Dubuffet trabalha desde o início com grande liberdade técnica com base em materiais diversos. A ênfase recai sobre a matéria bruta, desde os trabalhos da década de 1940 (Dhôtel Nuance d'Abricot, 1947; Métafysix, 1950) até as Materealogias e Texturologias produzidas entre 1957 e 1960, que se caracterizam, como o próprio título indica, pelas texturas experimentadas com cores e materiais diversos, e que apontam na direção da recusa da expressão e da representação. Na seqüência, o artista caminha para a feitura de assemblages, pela incorporação de materiais não-artísticos às telas: areia, gesso, asas de borboleta, resíduo industrial etc. Esses experimentos com a matéria podem ser também observados em obras do francês Jean Fautrier (1898-1964), do italiano Alberto Burri (1915-1995) e do catalão Antoni Tàpies (1923-2012). Este último realiza, nos anos 1940 e 1950, trabalhos sensíveis à arte bruta. Em telas como ZOOM, 1946, por exemplo, o artista apela a certa primitividade, diferente do uso que o cubismo faz da arte primitiva, e mais próxima de um primitivismo visceral da arte infantil e da chamada arte incomum. De qualquer modo, entre todos os nomes é Dubuffet aquele mais diretamente ligado à idéia de arte bruta como mentor e teórico - que ele faz questão de distinguir da chamada "arte psiquiátrica" e também da arte naïf. Esta, diz ele, mantém-se como uma corrente no interior da pintura, enquanto na arte bruta os artistas criam livremente, exclusivamente para uso pessoal.

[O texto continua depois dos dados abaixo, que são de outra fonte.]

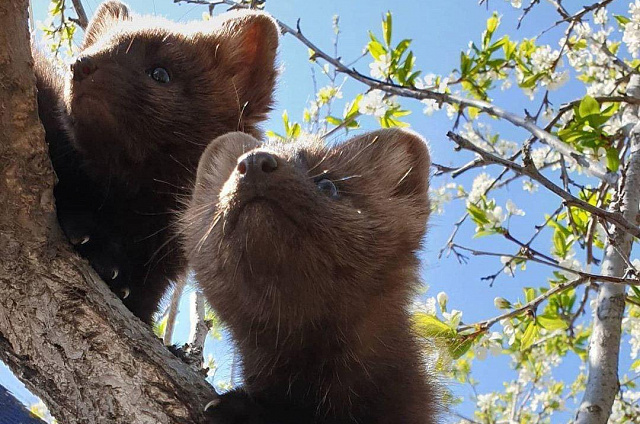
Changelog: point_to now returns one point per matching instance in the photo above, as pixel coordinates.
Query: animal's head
(307, 230)
(142, 85)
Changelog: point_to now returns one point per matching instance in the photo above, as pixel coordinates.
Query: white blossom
(512, 209)
(631, 36)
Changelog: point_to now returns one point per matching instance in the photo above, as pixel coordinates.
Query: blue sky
(440, 29)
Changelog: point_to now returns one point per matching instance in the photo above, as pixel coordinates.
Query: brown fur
(316, 289)
(126, 148)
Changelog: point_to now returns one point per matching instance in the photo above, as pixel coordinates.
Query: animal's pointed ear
(396, 161)
(108, 13)
(247, 42)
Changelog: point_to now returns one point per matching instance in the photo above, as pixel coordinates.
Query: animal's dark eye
(327, 187)
(159, 74)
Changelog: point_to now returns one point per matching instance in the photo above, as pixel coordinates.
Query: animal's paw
(234, 407)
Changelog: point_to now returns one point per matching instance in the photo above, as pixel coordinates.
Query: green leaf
(529, 336)
(550, 322)
(430, 326)
(613, 161)
(460, 345)
(401, 48)
(622, 20)
(477, 214)
(588, 106)
(529, 294)
(376, 48)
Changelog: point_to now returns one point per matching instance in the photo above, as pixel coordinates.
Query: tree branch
(62, 331)
(530, 306)
(604, 345)
(532, 172)
(82, 15)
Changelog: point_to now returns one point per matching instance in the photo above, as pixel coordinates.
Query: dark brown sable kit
(142, 101)
(308, 254)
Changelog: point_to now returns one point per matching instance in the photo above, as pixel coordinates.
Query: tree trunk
(62, 331)
(604, 345)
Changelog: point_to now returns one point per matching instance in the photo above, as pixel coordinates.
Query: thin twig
(82, 15)
(532, 172)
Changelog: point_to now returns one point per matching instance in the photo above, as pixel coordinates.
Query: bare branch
(531, 306)
(82, 15)
(532, 172)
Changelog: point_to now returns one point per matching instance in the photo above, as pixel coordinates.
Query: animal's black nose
(257, 163)
(82, 68)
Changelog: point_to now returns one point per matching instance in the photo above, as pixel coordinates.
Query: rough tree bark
(604, 345)
(62, 332)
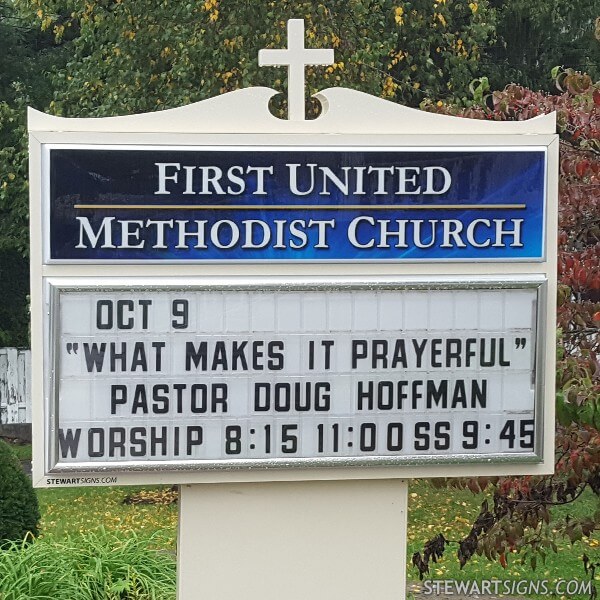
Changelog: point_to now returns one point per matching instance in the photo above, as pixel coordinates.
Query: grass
(23, 451)
(74, 519)
(93, 566)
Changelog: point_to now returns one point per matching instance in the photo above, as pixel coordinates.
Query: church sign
(219, 294)
(171, 204)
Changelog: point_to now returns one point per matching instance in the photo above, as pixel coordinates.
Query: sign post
(303, 314)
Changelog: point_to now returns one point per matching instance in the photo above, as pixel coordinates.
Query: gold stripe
(299, 207)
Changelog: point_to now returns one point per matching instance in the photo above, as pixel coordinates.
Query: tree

Na arte brasileira não é possível encontrar seguidores das pesquisas de Dubuffet, mas os analistas localizam na arte incomum - por exemplo, na produção dos artistas ligados ao Museu de Imagens do Inconsciente e da Escola Livre de Artes Plásticas do Juqueri, - uma expressão da art brüt entre nós. Embora os termos arte incomum e arte bruta não se confundam, eles aparecem invariavelmente relacionados nas análises, como indica o catálogo da 16ª Bienal Internacional de São Paulo, 1981, que tem uma ala dedicada à produção dos "doentes mentais ou indivíduos desatados dos contextos normais de visualidade". A própria coleção de Dubuffet, em Lausanne, conta com cerca de 40% de trabalhos realizados por pacientes de hospitais psiquiátricos.